The impact on all the Howlands could hardly be greater, but in this telling they all handle the revelation of Alice’s condition with a degree of equanimity that’s rather remarkable. Even the children, when informed of the fact that they might be carriers of the disease, are at most nonplussed. To be sure, there’s a taste of acidity to Baldwin’s performance: John reacts with stiffness when he talks with Alice’s physician, and later as her condition deteriorates his interest in his own professional advancement sometimes takes precedence over his commitment to what might be best for her. And while Moore captures, through small, carefully calibrated gestures, the gradual but all too swift progress of the disease—while avoiding a blatant appeal for audience sympathy even as Alice prepares a computer message to herself about possibly committing suicide—one senses a desire on the writer-directors’ part not to get overly explicit about the physical toll the condition is taking on the character, a fear that going too far in that respect might make viewers uncomfortable.

That reticence is preferable, of course, to emotional overkill; one has to be grateful that the film doesn’t become as cloying and grossly manipulative as many disease-of-the-week movies have been. (It might also spring, at least to some extent, from the fact that Glatzer suffers from Lou Gehring’s Disease, an ailment that affects the body rather than the mind but is equally debilitating.) But it does saddle “Still Alice” with a sense of genteel decorum—evinced also in Denis Lenoir’s smooth cinematography and Tammaso Ortino’s elegant production design, as well as Susan Perlman’s sets—that’s somewhat at odds with the awfulness of the subject. In that respect it resembles Sarah Polley’s “Away from Her,” another film about mental deterioration that avoids mawkishness but in doing so comes across as more intellectually than emotionally compelling. Even when it aims for the heartstrings—in Ilan Eshkeri’s mournful score, or the use of home movies to refer back to Alice’s earlier life—“Still Alice” comes across, oddly enough, as halfhearted.

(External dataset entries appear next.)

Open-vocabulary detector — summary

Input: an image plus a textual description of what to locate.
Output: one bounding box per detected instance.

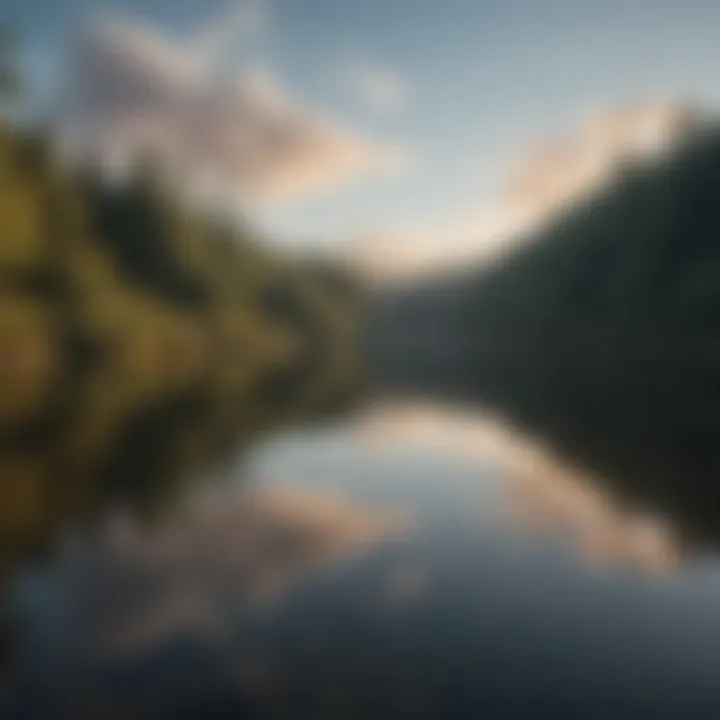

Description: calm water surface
[3,414,720,720]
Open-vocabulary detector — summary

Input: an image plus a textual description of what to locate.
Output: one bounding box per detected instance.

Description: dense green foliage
[0,116,358,580]
[466,129,720,542]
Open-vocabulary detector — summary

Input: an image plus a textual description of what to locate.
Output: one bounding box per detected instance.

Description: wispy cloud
[64,16,395,204]
[337,60,410,113]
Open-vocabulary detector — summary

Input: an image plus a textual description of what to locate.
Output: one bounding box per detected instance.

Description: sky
[8,0,720,253]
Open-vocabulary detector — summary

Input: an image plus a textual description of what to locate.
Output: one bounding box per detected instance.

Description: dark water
[3,420,720,719]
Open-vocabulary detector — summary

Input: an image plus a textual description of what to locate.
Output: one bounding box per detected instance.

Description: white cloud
[338,60,410,112]
[347,102,702,282]
[64,16,394,204]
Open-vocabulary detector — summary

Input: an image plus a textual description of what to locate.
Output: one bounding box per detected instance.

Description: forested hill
[0,116,358,580]
[371,128,720,542]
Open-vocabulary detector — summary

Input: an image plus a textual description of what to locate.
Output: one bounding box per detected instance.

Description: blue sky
[8,0,720,245]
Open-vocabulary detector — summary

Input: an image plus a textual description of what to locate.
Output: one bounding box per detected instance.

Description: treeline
[464,127,720,543]
[0,115,360,580]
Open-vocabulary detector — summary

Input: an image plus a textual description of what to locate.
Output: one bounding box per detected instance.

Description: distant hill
[373,121,720,542]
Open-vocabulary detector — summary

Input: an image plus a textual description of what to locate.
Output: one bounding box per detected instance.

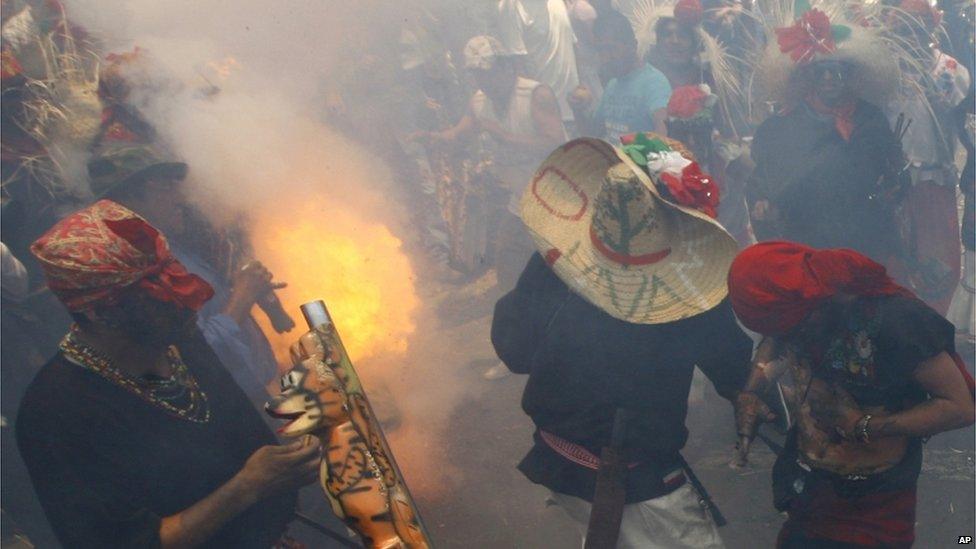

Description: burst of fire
[253,196,419,366]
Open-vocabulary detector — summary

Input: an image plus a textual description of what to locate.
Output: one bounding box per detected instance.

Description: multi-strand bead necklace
[60,327,210,423]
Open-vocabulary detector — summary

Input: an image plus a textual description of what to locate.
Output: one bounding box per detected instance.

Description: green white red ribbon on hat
[620,133,720,219]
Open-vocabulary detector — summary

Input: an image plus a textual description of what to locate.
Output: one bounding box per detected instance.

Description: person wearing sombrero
[729,241,974,549]
[492,134,752,548]
[747,2,906,275]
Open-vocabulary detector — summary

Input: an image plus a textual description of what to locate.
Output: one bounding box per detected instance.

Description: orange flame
[253,196,419,369]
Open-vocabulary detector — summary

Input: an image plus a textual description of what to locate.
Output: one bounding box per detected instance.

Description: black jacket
[748,101,905,263]
[491,254,752,501]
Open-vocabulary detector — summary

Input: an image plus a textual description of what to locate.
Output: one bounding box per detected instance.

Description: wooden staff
[301,300,431,549]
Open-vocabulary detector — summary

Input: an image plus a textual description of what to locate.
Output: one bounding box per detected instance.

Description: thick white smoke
[65,0,487,504]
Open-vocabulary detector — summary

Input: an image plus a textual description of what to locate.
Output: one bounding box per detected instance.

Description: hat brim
[95,162,189,199]
[521,138,738,324]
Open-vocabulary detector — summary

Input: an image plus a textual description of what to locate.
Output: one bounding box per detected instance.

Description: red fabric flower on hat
[668,86,708,119]
[661,162,719,219]
[674,0,704,26]
[776,9,837,63]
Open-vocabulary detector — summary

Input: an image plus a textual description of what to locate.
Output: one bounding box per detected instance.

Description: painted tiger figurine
[265,331,428,549]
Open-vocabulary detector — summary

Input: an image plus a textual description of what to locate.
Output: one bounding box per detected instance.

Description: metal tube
[302,299,332,330]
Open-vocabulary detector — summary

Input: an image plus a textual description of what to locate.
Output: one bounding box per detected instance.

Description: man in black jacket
[492,139,752,548]
[17,200,321,548]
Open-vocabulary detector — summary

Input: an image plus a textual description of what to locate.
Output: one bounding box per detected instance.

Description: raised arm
[848,353,976,440]
[159,439,321,549]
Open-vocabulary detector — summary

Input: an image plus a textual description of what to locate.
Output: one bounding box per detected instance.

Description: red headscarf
[729,242,911,335]
[729,241,976,395]
[31,200,213,312]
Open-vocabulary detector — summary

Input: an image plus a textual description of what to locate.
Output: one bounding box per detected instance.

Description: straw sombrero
[522,138,738,324]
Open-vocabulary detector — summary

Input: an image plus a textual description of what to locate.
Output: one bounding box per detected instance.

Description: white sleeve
[495,0,532,55]
[0,242,28,301]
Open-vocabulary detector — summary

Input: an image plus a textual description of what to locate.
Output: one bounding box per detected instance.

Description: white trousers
[552,483,725,549]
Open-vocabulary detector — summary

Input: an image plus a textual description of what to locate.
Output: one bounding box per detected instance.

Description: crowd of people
[0,0,976,548]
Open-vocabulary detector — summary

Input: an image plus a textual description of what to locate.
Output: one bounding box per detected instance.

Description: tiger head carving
[265,346,349,437]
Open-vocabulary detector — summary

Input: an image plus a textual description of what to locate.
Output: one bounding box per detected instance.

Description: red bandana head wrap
[729,242,911,336]
[31,200,213,312]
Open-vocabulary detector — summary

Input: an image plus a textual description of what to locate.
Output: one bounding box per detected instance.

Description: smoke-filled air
[0,0,976,549]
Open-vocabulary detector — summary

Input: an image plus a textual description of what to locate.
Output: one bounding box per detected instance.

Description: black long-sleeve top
[491,254,752,502]
[748,101,904,263]
[16,333,296,549]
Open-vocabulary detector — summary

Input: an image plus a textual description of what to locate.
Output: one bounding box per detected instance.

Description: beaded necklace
[60,326,210,423]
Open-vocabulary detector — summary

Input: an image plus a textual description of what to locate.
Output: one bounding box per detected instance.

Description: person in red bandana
[747,5,906,274]
[16,200,320,548]
[729,241,974,549]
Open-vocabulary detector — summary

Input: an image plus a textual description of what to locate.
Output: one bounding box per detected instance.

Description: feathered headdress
[628,0,761,135]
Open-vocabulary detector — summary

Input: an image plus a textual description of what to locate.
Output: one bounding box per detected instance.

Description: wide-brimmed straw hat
[522,138,738,324]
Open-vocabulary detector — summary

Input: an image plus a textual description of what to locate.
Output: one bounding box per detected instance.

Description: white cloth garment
[885,50,970,173]
[0,242,28,301]
[551,483,725,549]
[496,0,579,120]
[946,250,976,337]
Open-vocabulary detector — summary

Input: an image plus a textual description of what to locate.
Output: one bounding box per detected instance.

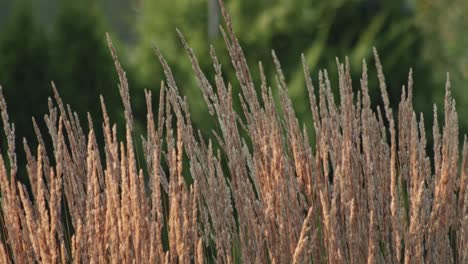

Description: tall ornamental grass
[0,1,468,263]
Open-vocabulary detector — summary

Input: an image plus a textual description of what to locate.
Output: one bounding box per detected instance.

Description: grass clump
[0,1,468,263]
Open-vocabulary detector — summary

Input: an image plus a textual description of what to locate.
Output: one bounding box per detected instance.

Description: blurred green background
[0,0,468,174]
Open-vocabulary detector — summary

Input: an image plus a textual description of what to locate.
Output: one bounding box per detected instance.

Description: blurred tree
[0,0,51,171]
[131,0,432,136]
[52,0,119,130]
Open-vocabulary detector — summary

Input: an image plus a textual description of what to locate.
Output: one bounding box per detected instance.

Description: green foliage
[132,0,432,137]
[415,0,468,131]
[0,1,51,167]
[52,1,119,121]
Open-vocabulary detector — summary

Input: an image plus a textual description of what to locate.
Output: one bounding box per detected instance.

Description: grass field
[0,2,468,263]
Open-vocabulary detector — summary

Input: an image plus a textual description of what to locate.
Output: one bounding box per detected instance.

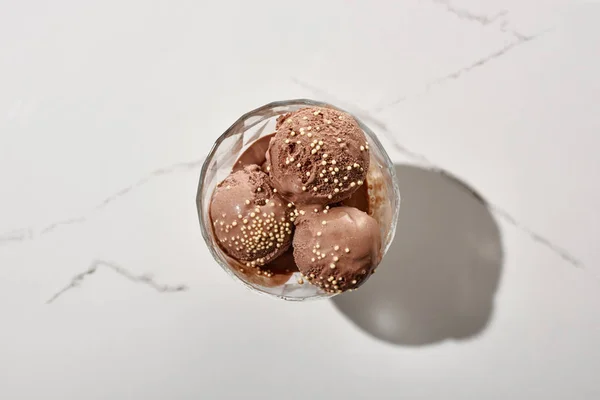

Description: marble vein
[291,78,585,269]
[0,158,204,246]
[46,260,188,304]
[432,0,526,39]
[373,31,548,113]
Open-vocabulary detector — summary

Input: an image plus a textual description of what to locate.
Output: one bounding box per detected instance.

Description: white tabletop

And yet there’s much to admire, not least Moore’s remarkable performance, which—even more than Julie Christie’s in “Away from Her”—catches the pain of loss in the character with startling immediacy. One senses that had the filmmakers asked her to, she could have given us still more; but one should be grateful for what she does bring to the part. The prickliness that Baldwin invests John with is also memorable, and while not entirely effacing memories of her pallid turns in the “Twilight” series, Stewart exhibits some real spirit as the Howland child who proves most willing to sacrifice to help her mother, and most touched by the experience she shares with her.

Paradoxically even when pulling its emotional punches “Still Alice” can’t entirely escape the limitations of the disease-of-the-week genre, but largely as a result of Moore’s extraordinary skill it largely transcends them.